I have to go to an obscure Italian-produced film from 1976 for my favorite chase scene - Alberto De Martino's insanely fascist "Una Magnum Special per Tony Siatta" (aka "Blazing Magnum"), which was Italy's answer to "Dirty Harry.” The chase in question takes place midway in the film and careens for an amazing nine minutes. It’s a spectacle of vehicular mayhem that starts on car-clogged city streets, with chaser and chasee fishtailing around corners, flying over embankments and burning rubber the wrong way down one way streets.

De Martino must have loved one shot so much - where two cars get full air after bursting over a hill - that he shows it four times but from different angles! This multi-angled shot is accentuated by an explosion of music composed by Armando Trovajoli that only makes the proceeds all the more surreal and exciting.

The cars in the chase take an impossible amount of punishment but bystanders beware...cars parked along the streets are not safe from being slaughtered (one is heaved off of a jack while some luckless soul changes a tire) and pedestrians are seen running for their lives as out-of-control vehicles throttle down on them – it makes you wonder how much of this insanity was improvised. Note, too, how well edited this sequence is - there are multiple shot formations in use here: close-ups of the drivers (one being Stuart Whitman) in their cars, long shots of careening vehicles, POV shots with cameras placed on bumpers, medium shots of spinning tires – no CGI here, just sheer old-school filmmaking bravado.

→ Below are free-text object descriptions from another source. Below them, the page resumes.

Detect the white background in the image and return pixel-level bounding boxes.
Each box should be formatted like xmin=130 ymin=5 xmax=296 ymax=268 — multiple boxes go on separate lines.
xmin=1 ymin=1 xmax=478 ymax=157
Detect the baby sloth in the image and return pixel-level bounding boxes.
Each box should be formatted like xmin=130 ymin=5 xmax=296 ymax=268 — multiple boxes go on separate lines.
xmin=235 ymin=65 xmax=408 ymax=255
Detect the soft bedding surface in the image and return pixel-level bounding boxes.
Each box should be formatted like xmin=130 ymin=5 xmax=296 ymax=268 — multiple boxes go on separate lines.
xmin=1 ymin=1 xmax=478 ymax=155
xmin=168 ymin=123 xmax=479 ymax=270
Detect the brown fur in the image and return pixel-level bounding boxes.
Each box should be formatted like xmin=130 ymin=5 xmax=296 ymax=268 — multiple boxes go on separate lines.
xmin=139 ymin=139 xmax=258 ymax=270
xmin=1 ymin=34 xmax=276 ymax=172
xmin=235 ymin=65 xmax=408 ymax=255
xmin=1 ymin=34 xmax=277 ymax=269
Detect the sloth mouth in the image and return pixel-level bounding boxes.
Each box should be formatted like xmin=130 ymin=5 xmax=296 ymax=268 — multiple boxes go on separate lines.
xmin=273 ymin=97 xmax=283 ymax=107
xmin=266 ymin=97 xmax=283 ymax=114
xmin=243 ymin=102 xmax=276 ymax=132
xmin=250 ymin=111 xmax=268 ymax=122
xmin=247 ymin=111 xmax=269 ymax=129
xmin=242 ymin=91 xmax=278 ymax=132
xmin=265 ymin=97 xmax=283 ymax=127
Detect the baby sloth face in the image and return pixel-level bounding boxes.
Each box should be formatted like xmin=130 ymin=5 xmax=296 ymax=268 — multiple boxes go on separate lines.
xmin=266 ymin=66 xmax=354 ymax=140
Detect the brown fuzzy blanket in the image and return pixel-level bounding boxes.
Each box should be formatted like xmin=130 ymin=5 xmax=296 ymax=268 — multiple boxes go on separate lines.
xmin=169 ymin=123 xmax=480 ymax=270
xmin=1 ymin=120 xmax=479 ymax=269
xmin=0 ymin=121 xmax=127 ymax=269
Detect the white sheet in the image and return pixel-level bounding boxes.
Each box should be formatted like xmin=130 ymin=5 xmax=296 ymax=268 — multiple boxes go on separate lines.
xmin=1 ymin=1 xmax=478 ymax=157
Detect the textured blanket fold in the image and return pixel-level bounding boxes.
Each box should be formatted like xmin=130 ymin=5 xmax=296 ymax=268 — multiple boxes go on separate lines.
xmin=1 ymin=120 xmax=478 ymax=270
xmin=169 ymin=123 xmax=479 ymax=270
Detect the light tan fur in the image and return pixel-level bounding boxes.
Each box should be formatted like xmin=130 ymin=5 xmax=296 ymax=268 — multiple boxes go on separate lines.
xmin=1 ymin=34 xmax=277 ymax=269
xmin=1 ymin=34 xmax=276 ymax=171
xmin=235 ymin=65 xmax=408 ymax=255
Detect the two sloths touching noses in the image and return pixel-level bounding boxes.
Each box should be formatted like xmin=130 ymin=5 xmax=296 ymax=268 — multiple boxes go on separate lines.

The cars end up hauling down a 45-degree embankment and end up on some out-of-place country road, into a small town where they encounter a moving freight train. But - no worries - both cars leap over the train in a jaw dropping stunt that makes the final chase in Tarantino's "Death Proof" look like it was shot by a grade school kid. If you can find it (it’s not on DVD and barely made it on VHS as far as I know) – “Blazing Magnum” is a must see by car chase aficionados everywhere.

I LIKE THEATERS

In the suburbs of Chicago (I grew up in Geneva), 1977 seemed to be a transition year for movie theaters in that there were a few "cineplexes” popping up here and there, especially in juxtaposition to malls – the Fox Valley Mall theaters, Woodfield Mall, the Yorktown Cinemas were expanding. But the stand-alone, in town, theater was still king in ‘77, if not becoming home to “edgier” or – better – “sleazier” cinematic fare. I used to haunt the Tivoli in downtown Aurora, which was just down the street from the venerable Paramount.

In the summer of ’77, the Tivoli was turning into a good old fashioned grindhouse, but with a bent for horror. The theater’s décor was fitting for the genre – plush, deep, blood-red curtains, burgundy seats and gothic artwork on the ceiling. My most memorable film that played at the Tivoli? Dario Argento’s “Suspiria,” an Italian-produced bloodbath that was amongst the surge of late-‘70s horror films that were moving in subject matter from the supernatural to the slasher. “Suspiria” – happily –was both. Even though I’ve seen the film numerous times since then, the theater’s bizarre décor accentuated the “Suspiria” experience, branding it into my subconscious, keeping bits of the original viewing in my memory some 30 years later.